Supplementary Table 5: mRNA GC-soma annotation enrichment. List of significantly enriched Gene Ontology (GO) terms based on Λ_R values. Columns correspond to term type (GO-Biological Function, GO-Cellular Component, and GO-Molecular Function), term name, number of genes, rank distribution score⁵⁵, two-tailed t-test P-value, significance threshold of 0.02 Benjamini-Hochberg corrected FDR, and mean Λ_R value.

Table 6

Supplementary Table 6: 2D RNA-proteome GC-soma annotation enrichment. List of significantly enriched Gene Ontology (GO) and gene group terms based on paired Λ_P and Λ_R values. Columns correspond to term type (GO-Biological Function, GO-Cellular Component, GO-Molecular Function, and gene group), term name, number of genes, two-tailed t-test P-value, significance threshold of 0.02 Benjamini-Hochberg corrected FDR, mean Λ_R, and mean Λ_P values.

Table 7

Supplementary Table 7: Gene groups. List of gene names and ENSEMBL gene IDs that constitute the annotated gene groups in Fig. 2, Fig. 3, Extended Data Fig.5, and Supplementary Table 6.

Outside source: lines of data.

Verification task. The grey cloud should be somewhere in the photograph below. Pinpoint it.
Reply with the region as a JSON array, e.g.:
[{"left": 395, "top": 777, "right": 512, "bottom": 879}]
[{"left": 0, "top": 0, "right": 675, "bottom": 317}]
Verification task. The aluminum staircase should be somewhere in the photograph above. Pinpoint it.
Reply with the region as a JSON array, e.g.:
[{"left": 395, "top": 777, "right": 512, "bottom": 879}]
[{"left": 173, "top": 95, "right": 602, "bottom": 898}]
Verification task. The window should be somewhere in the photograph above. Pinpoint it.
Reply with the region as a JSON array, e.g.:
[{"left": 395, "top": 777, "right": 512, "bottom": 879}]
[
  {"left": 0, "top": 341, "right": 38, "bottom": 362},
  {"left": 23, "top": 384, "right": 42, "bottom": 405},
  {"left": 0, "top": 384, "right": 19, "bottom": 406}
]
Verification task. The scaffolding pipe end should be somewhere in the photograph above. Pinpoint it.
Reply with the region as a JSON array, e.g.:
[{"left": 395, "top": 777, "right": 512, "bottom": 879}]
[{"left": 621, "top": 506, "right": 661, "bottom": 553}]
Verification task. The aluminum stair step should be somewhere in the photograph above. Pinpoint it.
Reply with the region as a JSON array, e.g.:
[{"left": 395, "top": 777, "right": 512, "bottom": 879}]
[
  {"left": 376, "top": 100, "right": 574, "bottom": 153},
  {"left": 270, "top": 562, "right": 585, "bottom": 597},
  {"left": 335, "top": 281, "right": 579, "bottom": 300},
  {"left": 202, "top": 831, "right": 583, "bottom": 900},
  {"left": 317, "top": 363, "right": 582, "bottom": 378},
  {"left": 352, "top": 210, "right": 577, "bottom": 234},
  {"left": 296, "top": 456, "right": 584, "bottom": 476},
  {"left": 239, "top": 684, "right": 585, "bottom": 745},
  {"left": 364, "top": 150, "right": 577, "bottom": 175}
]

Figure 7. Subcellular RNA-proteome mapping.

2D RNA-proteome mapping of statistically significant enrichments in Gene Ontology (GO) terms and gene groups defined in Supplementary Table 7. Labels are displayed for non-redundant GO Cell Compartment terms and gene group. Top histograms show x-axis RNA distributions of mean Λ_R (log2), right-side histograms show y-axis protein distributions of mean Λ_P (log2) of genes within each group. Four clusters emerge: the Soma cluster (blue) contains groups of genes with both mRNA and protein enriched in the soma; the Anterograde cluster (red) contains groups of genes with mRNA mapping to soma and protein to GC; the Mito cluster (grey) contains mitochondrial genes with intermediate distributions; and the TOP cluster (green) exclusively contains TOP transcripts (including ribosomal protein genes), with mRNAs mapping to the GC and proteins to both GC and soma.